Morgan Stanley says Indian equities have likely bottomed and could see significant gains as earnings growth accelerates, valuations improve, and sentiment turns more constructive. The bank sees investment rising to 37.5% of GDP over five years, with support from capital spending in energy, defense, semiconductors, fertilizers and data centers, while also highlighting AI-related upside for Indian IT services. Key risks include Middle East conflict, drought, slowing global growth, and labor disruption from AI adoption.

Analysis

The market is already pricing India as a clean domestic cyclical story, but the second-order beneficiary set is broader than the usual financials/consumer/industrials basket.
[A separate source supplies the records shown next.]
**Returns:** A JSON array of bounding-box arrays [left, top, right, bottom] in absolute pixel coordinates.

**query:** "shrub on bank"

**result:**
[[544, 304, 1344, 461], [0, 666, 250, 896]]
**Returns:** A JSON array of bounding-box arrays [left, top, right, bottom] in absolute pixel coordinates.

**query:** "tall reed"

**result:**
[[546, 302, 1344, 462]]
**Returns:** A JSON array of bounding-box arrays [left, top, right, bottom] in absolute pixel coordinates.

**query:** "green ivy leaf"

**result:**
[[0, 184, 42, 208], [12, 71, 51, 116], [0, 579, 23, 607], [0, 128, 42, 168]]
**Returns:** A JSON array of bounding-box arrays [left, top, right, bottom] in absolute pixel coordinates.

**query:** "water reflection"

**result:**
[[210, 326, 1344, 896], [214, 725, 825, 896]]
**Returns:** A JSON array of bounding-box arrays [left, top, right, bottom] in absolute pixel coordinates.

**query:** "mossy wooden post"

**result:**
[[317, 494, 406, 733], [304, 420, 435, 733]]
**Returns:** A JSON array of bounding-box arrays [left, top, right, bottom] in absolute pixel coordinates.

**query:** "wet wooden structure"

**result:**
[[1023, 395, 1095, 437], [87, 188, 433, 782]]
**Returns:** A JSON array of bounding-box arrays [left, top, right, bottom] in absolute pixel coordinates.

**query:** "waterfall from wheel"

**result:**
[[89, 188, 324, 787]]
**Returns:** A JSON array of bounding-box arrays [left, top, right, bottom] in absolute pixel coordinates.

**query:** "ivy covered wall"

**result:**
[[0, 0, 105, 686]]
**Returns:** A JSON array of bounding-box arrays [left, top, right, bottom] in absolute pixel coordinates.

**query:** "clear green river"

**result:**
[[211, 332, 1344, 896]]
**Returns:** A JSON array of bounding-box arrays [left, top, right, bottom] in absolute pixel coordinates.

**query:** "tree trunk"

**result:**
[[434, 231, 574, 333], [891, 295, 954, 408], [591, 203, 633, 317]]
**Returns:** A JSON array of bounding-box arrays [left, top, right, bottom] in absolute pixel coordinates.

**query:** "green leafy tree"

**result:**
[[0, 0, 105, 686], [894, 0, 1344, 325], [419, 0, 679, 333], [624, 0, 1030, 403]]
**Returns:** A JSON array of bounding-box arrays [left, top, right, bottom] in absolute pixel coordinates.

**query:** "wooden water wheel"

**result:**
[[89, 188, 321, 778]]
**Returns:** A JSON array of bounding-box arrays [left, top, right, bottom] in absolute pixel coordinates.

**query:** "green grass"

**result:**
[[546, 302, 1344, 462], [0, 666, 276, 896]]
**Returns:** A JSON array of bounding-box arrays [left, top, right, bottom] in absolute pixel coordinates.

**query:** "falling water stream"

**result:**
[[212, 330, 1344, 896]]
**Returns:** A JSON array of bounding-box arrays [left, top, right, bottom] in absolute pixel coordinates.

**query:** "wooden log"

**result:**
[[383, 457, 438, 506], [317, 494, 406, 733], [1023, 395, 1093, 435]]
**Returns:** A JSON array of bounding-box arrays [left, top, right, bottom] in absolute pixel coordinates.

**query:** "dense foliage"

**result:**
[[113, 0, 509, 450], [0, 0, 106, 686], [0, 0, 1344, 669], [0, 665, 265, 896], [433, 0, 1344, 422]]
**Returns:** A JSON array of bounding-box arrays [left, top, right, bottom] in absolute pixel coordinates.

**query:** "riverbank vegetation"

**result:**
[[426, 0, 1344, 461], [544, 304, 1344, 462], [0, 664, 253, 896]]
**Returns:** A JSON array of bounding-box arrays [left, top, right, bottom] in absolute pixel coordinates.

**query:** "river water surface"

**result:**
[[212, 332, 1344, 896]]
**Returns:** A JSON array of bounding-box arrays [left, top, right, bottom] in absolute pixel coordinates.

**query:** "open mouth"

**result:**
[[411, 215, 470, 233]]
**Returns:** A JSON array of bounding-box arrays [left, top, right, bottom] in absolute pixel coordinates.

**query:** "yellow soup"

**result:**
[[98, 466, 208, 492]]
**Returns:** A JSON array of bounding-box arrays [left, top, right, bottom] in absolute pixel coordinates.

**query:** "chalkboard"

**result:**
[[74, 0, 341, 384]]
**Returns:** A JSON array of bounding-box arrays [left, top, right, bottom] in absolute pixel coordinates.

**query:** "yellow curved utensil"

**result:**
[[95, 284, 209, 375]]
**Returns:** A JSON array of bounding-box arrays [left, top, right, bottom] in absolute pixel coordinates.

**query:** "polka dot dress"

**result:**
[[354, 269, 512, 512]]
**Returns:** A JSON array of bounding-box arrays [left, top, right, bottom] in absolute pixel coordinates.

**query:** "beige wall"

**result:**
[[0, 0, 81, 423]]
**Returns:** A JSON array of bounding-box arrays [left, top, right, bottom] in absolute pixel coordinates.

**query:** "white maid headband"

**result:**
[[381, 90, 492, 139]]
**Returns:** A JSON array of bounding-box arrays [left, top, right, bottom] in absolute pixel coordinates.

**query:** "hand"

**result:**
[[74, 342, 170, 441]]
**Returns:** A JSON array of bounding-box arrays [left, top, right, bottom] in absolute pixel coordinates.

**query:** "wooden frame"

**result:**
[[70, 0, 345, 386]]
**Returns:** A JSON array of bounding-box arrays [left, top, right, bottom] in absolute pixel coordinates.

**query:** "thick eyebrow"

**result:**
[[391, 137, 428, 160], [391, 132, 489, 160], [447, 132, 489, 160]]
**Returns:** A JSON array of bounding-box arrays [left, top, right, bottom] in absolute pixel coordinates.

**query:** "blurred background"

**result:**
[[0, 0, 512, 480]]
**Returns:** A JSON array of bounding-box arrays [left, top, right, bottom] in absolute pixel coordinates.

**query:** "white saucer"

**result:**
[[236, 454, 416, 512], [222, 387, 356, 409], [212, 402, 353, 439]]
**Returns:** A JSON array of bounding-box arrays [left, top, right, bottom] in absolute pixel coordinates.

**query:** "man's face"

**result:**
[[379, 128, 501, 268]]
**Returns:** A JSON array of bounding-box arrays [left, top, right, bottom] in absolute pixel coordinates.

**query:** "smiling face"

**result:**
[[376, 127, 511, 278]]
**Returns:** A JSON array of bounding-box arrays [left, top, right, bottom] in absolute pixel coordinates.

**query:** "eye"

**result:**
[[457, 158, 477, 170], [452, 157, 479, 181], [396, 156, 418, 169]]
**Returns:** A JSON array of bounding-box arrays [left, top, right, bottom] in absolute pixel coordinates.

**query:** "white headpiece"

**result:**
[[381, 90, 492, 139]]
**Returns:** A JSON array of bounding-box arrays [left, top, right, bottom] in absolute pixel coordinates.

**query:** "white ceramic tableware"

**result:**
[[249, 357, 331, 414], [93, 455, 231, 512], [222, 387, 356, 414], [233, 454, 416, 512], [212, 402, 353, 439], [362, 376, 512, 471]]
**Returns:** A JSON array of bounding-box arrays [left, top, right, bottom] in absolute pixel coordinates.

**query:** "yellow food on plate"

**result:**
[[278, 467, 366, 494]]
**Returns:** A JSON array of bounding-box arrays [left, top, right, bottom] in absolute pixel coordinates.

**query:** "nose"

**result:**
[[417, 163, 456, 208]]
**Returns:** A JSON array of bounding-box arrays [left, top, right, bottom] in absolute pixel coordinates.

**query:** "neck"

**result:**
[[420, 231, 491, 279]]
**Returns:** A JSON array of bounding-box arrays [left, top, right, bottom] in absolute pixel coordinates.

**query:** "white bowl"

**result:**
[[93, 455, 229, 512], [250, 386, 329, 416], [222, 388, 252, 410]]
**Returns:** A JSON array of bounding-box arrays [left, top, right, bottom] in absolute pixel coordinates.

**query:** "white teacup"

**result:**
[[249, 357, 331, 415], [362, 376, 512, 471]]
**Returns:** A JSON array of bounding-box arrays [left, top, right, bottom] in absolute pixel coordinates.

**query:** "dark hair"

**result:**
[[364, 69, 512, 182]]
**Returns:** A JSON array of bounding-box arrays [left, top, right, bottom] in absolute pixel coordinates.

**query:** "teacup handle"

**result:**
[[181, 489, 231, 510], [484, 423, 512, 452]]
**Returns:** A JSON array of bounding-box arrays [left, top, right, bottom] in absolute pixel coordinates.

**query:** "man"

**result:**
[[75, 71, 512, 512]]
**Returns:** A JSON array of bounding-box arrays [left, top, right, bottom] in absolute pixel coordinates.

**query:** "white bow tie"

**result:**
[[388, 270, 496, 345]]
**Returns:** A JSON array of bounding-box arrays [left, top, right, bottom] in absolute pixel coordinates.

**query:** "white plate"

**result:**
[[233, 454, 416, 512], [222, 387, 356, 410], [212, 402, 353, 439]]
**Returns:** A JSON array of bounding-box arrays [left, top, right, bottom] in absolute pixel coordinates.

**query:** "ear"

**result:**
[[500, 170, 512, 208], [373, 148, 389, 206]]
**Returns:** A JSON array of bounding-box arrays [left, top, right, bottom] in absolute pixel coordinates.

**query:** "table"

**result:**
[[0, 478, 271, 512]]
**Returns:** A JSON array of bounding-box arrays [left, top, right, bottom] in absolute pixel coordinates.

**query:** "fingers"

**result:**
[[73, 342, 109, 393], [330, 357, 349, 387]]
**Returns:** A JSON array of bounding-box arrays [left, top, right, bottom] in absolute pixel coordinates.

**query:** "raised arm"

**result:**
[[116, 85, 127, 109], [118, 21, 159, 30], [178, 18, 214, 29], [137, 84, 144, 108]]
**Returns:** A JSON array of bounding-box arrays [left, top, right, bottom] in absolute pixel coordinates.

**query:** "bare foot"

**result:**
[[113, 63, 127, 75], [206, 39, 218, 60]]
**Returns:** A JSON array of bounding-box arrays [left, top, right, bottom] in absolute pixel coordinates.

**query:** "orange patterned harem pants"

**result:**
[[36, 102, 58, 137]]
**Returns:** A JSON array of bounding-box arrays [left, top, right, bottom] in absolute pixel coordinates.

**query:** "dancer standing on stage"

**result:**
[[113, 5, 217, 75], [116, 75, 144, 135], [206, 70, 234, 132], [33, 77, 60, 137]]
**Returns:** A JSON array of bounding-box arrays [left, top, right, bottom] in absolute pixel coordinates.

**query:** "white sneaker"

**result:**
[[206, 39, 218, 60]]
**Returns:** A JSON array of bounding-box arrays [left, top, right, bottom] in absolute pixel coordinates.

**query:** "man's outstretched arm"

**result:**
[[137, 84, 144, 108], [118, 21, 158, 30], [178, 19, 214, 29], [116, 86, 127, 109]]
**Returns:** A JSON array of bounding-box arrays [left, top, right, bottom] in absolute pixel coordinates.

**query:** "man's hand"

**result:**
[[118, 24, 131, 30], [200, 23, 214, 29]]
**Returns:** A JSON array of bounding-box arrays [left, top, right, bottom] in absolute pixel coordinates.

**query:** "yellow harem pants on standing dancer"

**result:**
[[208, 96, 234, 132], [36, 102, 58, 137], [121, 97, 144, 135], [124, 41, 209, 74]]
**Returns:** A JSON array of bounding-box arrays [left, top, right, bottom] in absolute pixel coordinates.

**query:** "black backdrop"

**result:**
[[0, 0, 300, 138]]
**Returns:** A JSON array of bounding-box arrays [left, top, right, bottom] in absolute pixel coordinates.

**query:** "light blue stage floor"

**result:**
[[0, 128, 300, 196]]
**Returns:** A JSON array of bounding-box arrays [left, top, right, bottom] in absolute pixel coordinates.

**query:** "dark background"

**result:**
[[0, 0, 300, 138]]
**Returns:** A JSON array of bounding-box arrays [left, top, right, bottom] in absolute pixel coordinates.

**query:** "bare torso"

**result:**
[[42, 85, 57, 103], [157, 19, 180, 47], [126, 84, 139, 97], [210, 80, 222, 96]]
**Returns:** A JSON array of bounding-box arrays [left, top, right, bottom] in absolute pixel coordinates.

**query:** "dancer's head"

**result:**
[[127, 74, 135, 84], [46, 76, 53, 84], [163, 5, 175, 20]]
If capex really scales toward the mid-30s as a share of GDP, the marginal winners are upstream capital formation names: power equipment, grid buildout, electronics assembly, select defense suppliers, and domestic financing franchises that recycle deposits into project credit. The bigger nuance is that an investment-led upswing tends to compress dispersion inside the market—quality balance sheets and operating leverage matter more than beta, while import-dependent sectors face a stealth tax if the currency remains weak. The main near-term risk is not the headline geopolitical event itself, but the combination of food inflation and policy inertia if the monsoon/sowing cycle disappoints. That creates a non-linear drag: rural demand softens, consumer staples volumes slow, and the central bank loses room to support growth even as capex enthusiasm persists. In that setup, “India bullish” can still be right at the index level while being wrong in the most crowded domestic consumption names. The most interesting contrarian angle is that the market may be underestimating how much of the earnings upgrade is already reflected in positioning, while underpricing the duration of the AI/service export tailwind. If global clients keep converting AI prototypes into production deployments, Indian IT can re-rate even in a broader EM rotation, especially versus other export services peers with weaker delivery scale. So the right trade is not a blunt India beta expression; it is to own the domestic credit/capex complex while keeping an explicit hedge against weather and geopolitics.